Robert Graves started the theory that Eueope and most of the world was in fact matriarchal and worshipped the Goddess. Women were in control of everything and men were no where near as powerful. With the coming of patriarchal invaders from the East and Greece men rose in positions of power. In an act of Iconotropy the male dominated religions including Christianity stole from this relgions and it's holidays. It si clear that Robert Graves did some. let us say biased researched. He would pick and choose from different reserachers and take what he found use ful, at tiomes even bending the information to fit his theory. Some authors that influenced him were Edward Davies, Margaret Murray and James Frazier. Margaret Murray was the Egyptologist who made the claim that Witch craft was a Pagan survival. He theory was pooh poohed and Graves would add to it saying that not only was witchcraft a survival but also the Druidic Bards were another survival. James Frazier wrote the Golden Bough which spoke of the sacrifical king. THis too would be lifted by Graves. Edward Davies believed that Druids were desecended from Israelite Phoenicians from teh Middle East.

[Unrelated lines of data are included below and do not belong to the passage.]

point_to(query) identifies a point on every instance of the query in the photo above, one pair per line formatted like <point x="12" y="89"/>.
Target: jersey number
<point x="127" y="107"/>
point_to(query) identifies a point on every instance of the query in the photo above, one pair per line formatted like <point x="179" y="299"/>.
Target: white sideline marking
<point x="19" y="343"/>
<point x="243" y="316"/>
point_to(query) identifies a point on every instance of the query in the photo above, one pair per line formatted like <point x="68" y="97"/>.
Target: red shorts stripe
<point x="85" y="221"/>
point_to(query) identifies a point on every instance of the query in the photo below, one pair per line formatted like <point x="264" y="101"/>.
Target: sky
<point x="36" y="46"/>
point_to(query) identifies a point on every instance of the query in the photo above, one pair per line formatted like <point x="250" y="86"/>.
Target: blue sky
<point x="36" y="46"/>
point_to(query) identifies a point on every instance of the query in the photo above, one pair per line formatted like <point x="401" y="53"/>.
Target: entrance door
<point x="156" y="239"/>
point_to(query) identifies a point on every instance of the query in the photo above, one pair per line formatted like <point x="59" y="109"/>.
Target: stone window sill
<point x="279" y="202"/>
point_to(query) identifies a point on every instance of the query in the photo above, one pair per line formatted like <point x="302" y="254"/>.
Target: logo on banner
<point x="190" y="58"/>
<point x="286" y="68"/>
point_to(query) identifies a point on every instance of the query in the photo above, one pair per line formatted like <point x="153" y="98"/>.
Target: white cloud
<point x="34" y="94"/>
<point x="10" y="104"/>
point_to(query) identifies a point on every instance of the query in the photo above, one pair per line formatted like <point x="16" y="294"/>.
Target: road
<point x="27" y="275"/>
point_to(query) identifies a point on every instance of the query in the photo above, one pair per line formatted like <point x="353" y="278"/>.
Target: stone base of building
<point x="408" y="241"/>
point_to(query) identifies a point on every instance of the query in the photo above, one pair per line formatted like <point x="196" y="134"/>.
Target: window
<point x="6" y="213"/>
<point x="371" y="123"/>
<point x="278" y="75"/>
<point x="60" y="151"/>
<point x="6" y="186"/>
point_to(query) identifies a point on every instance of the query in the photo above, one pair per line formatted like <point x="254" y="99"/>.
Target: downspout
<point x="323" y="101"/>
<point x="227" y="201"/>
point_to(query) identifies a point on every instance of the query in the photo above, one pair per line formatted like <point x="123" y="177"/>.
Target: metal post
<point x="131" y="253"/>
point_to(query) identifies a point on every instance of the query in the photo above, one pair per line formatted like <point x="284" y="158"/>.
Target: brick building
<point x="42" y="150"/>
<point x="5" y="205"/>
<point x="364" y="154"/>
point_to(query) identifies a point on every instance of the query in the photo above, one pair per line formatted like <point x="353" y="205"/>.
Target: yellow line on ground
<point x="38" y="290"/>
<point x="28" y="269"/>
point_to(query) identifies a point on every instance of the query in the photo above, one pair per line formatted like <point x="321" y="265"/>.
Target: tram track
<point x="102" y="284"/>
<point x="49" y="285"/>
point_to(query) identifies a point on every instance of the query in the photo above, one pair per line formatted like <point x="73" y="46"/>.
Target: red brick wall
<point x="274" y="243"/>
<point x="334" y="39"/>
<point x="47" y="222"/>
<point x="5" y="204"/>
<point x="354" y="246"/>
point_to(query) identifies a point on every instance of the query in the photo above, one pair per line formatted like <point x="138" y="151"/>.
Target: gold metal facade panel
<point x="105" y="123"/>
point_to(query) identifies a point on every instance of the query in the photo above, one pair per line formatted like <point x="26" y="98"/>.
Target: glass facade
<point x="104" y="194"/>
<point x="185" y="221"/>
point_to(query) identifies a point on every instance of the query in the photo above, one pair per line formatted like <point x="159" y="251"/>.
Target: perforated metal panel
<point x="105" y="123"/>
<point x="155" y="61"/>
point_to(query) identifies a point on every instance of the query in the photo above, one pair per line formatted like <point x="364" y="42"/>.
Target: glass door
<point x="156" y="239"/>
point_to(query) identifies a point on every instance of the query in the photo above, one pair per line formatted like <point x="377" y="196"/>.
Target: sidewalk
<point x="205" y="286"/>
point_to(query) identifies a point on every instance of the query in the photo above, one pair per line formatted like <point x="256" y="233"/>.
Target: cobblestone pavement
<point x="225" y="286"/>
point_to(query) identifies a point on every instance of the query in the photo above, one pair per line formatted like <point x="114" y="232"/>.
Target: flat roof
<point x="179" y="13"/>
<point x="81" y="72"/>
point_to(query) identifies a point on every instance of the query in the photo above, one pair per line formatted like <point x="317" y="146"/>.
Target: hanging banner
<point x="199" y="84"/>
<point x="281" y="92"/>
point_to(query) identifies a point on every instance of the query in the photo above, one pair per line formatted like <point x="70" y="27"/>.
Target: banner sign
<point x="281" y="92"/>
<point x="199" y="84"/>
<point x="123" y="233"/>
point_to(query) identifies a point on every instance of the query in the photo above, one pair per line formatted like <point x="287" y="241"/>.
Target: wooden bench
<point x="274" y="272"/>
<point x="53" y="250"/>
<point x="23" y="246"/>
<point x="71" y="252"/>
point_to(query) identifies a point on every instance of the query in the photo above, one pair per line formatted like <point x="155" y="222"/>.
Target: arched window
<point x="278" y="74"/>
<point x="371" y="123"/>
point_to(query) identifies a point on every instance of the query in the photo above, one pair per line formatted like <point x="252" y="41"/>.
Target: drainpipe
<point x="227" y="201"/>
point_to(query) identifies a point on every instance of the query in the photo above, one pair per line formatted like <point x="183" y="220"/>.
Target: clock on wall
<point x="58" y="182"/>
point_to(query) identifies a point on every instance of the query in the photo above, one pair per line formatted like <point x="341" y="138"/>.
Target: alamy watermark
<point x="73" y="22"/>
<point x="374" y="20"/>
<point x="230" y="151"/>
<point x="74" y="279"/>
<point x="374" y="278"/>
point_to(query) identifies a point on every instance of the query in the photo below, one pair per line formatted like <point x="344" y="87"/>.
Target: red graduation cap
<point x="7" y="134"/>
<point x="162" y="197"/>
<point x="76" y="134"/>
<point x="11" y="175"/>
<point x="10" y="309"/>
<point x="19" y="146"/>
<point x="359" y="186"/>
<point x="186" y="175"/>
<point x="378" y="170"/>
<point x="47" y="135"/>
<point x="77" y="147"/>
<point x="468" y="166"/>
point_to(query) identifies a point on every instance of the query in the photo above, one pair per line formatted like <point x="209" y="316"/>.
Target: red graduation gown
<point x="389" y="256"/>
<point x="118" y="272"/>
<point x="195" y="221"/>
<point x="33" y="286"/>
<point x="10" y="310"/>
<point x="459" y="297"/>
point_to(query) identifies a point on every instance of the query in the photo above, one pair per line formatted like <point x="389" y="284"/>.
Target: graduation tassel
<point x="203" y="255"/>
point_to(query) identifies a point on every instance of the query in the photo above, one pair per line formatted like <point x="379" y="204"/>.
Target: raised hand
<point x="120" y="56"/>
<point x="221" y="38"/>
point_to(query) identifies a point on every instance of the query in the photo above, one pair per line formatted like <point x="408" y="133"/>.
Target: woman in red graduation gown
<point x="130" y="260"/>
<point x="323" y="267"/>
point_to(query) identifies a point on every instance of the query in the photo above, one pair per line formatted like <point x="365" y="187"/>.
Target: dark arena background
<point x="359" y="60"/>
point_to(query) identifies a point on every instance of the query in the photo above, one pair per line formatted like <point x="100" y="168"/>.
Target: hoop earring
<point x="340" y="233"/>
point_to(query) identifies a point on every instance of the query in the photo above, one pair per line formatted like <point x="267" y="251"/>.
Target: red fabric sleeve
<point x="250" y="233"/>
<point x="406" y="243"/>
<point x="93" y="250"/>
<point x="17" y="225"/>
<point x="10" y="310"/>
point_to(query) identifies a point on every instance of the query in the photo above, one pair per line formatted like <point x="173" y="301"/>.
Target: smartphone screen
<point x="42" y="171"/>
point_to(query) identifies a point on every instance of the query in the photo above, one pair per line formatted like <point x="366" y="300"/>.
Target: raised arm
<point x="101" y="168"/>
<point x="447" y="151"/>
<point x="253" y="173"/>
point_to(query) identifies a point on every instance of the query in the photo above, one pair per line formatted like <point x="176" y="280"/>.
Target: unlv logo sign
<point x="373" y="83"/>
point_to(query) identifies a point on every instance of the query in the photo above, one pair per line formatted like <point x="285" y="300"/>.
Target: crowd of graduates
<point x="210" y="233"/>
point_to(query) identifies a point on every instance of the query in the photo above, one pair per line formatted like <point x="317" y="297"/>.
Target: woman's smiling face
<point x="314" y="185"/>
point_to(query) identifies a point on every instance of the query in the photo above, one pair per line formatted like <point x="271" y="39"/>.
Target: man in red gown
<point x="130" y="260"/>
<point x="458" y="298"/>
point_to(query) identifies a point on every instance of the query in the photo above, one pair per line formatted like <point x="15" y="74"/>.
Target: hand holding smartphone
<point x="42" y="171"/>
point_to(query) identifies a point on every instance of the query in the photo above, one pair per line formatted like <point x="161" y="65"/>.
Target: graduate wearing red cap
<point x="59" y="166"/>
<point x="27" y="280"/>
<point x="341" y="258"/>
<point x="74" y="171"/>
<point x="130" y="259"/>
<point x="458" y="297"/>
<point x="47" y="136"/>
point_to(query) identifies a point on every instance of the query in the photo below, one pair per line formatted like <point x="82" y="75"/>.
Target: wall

THese theories have been bashed. THe Druid bards had long been influenced by Christianity and the Greek/Roman myth that filtered into Europe. THe Caballah of the 10th century infiltrated the baric schools as well. MAny Druidic stories that we have come to know are in fact no more then a few hundred years old with many revisions at that. ANyone getting into Paganism would be well advised to red this book either before or alongside RObert Graves work. Some parts of the Robert Graves book are very hard to understand, Mark Carter explains it in depth and makes it understandable. More over the theories have been proven false. The research is well documented with footnote going through out the book. "Stalking the Goddes" is scholarly for the laymnan and an be difficult at time. Best to focus and stay focused when reading this one.
The "White Goddess" was influential in forming many of our current ideas about ancient matriarchical societies and early paganism. A book like "Stalking the Goddess" is long overdue, and Mr. Carter deserves a big THANK YOU for finally bringing these insights into the roots of paganism, Wicca, and modern Goddess tradition into the real world.